Diagnosis of echinococcosis by detecting circulating cell-free DNA and miRNA
Published in Expert Review of Molecular Diagnostics, 2023
Mahboubeh Hadipour, Majid Fasihi Harandi, Hossein Mirhendi, Hossein Yousofi Darani
Jingkai JI and colleagues applied ultra-high-throughput sequencing technology for detecting cell-free Echinococcus spp. DNA in the plasma of echinococcosis patients and they detected cfDNA in all samples. They reported a comprehensive characterization of cell-free DNAs including release source, concentration, and fragment length pattern in the plasma of echinococcosis patients. The results showed that most reads were from the nuclear genome rather than the mitochondrial genome with a uniform distribution on the nuclear genome. Due to the different growing process of the metacestode of E. multilocularis, the mixture of necrotic parasite tissue and actively proliferating tissues and a lack of clear edge to human tissue, the cyst of AE can release much more cfDNA to blood circulation than the what CE cyst do. This issue can be confirmed by previous studies which reported that the sensitivity of PCR-based methods in detecting AE samples was higher than that of CE samples [80–82]. The concentration of cell-free Echinococcus spp.
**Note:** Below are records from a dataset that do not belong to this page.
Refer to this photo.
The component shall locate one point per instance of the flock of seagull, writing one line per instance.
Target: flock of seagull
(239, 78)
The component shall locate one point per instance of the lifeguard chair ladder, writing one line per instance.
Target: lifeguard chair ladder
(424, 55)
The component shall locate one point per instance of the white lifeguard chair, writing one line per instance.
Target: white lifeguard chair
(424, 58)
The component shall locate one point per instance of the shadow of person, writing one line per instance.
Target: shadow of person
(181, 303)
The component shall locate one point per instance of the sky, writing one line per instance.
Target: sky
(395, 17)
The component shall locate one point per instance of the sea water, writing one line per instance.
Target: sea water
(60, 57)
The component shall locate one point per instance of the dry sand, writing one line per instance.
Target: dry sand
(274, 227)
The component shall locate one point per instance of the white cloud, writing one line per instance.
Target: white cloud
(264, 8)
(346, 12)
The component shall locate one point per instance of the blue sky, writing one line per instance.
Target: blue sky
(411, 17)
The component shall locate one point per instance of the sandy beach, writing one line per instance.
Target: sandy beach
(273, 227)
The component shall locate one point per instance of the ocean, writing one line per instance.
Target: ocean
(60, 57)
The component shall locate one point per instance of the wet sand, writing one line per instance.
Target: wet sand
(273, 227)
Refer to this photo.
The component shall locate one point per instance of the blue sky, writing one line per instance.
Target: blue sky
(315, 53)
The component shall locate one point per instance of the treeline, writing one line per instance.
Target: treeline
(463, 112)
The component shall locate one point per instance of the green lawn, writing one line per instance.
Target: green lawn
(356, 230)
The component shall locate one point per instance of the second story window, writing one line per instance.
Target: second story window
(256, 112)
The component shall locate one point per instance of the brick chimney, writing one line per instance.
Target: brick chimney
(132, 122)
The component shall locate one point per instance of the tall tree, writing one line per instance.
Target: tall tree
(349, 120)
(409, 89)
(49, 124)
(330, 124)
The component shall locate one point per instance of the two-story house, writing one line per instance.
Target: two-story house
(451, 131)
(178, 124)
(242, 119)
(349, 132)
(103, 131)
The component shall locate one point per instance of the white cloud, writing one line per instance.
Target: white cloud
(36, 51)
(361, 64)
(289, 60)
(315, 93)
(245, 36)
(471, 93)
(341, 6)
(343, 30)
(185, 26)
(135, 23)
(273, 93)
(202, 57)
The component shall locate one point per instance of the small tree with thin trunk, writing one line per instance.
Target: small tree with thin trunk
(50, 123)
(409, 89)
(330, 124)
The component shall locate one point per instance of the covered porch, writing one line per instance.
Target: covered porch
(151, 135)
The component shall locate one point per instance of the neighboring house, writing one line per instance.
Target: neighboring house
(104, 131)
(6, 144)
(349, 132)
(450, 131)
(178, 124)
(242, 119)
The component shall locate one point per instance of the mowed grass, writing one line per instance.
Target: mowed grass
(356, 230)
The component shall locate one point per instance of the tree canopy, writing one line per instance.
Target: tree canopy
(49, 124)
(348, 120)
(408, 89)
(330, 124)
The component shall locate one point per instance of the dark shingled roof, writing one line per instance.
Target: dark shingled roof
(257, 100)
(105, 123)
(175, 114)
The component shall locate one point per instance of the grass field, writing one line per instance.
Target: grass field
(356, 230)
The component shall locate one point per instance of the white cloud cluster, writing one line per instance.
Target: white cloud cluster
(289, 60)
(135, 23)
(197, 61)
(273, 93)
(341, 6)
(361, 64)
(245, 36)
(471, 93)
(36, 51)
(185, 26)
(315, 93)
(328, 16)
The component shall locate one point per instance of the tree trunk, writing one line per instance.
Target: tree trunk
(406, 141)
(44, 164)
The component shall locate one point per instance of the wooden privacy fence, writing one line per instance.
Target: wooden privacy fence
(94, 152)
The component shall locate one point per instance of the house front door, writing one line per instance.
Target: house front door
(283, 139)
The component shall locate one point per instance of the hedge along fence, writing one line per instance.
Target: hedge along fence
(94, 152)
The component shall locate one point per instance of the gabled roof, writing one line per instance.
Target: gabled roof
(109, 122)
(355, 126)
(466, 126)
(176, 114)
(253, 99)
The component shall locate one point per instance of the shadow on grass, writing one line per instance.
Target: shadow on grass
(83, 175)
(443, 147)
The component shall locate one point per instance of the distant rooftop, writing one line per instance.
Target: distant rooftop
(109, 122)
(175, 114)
DNA may be affected by many factors such as the location and size of the cyst, disease stage, and parasite species. It has been shown that the fragment length of cell-free Echinococcus spp. DNA has a different pattern from human cell-free DNA. Human cfDNA had an obvious peak at around 166 bp while cell-free DNA fragments of the CE samples had a broad length range and more irregular distribution pattern without a noticeable peak. cfDNA fragments of AE displayed a more regular distribution pattern and a noticeable peak of about 135 bp. The size of cfDNA fragments is related to their release mechanisms such as necrosis, active release, and apoptosis, although the well-defined release mechanism of cfDNA is still vague [83].